Thursday, May 16, 2013

Supermaaan....!!! ...and Superwomaaaan....!!!!


Oleh: Helmi Junaidi 





Sebelum Anda membaca tulisan ini, lihatlah dulu foto-foto di atas. Ini memang bukan resensi tentang film yang aktor utamanya adalah Christopher Reeve, tetapi tentang para superhero asli pribumi yang punya daya tahan fisik tak kalah hebatnya juga. Bila dahulu saya pernah melakukan adventure menjadi seorang spiderman yang bergelantungan dan berjejalan di pintu bus jurusan Samigaluh-Yogya selama satu jam lamanya, maka para superhero kita yang bergelantungan di atas kereta ini, baik kereta malam maupun siang, lebih luar biasa lagi adventure-nya. Mereka yang naik kereta malam Progo jurusan Jakarta-Yogya di atas sanggup berdiri dan bergelantungan selama sekitar 12 jam lamanya. Molor dari jadwal yang biasanya karena saat lebaran banyak ditambah jadwal baru. Kereta berangkat jam 9 malam dan sampai sekitar jam 9 pagi. Bayangkan! Apa bukan superman mereka itu? Tinggal kita kasih kostum saja dah mereka. Pinjem ke Hollywood sana. Ditambah lagi mereka harus menanggung hawa panas saat kereta masih berada di jalur pantura. Sedangkan kereta siang Sri Tanjung jurusan Yogya-Banyuwangi, yang semula saya kira lengang dan biasanya baru penuh saat di Madiun, ternyata tidak demikian ceritanya. Padahal, saya kira musim lebaran sudah lewat dan sudah sepi. Ternyata tidak. Saat baru naik memang terlihat lengang, tetapi setelah mendekati jam keberangkatan penumpang baru berdatangan lagi. Kereta mulai sesak dan sudah mulai ada penumpang yang berdiri.

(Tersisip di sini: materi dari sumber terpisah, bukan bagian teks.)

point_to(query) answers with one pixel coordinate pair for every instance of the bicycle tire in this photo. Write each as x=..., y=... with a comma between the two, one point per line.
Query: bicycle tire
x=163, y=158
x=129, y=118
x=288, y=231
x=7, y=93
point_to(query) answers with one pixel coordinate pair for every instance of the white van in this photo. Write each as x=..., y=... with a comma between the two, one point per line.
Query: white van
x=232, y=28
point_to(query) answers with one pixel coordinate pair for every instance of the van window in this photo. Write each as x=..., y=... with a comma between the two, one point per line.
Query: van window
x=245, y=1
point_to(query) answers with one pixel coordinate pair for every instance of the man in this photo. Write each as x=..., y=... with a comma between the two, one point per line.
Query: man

Kalau kereta malam jarang mengambil penumpang di stasiun-stasiun kecil, di atas jam dua belas sudah tak ada penumpang baru yang naik. Maklum, orang sudah pada tidur dan tak suka berangkat bepergian jam segitu. Tetapi kalau kereta siang berbeda lagi. Kereta siang berhenti di setiap stasiun besar maupun kecil, dan terus-menerus menambah penumpang baru di tiap stasiun, di mana mereka sudah ramai antri berjam-jam lamanya. Padahal, yang di dalam kereta sudah berjubel luar biasa. Dan tentu saja yang naik bukan hanya kaum pria, tetapi juga anak-anak kecil dan kaum wanita, baik wanita yang menggendong anak bayi maupun..... wanita-wanita hamil... OMG!! Superwomaaan!!

Di stasiun-stasiun itu saya dengar petugas berkali-kali memperingatkan lewat pengeras suara bahwa kalau kereta sudah penuh harap jangan naik. Penumpang boleh kembali dan uang tiket dikembalikan penuh. Tetapi, tak ada yang mau peduli. Tetap nekat berjubelan. Sudah nanggung pikir mereka. Apalagi, mereka sudah harus segera kembali kerja atau sekolah.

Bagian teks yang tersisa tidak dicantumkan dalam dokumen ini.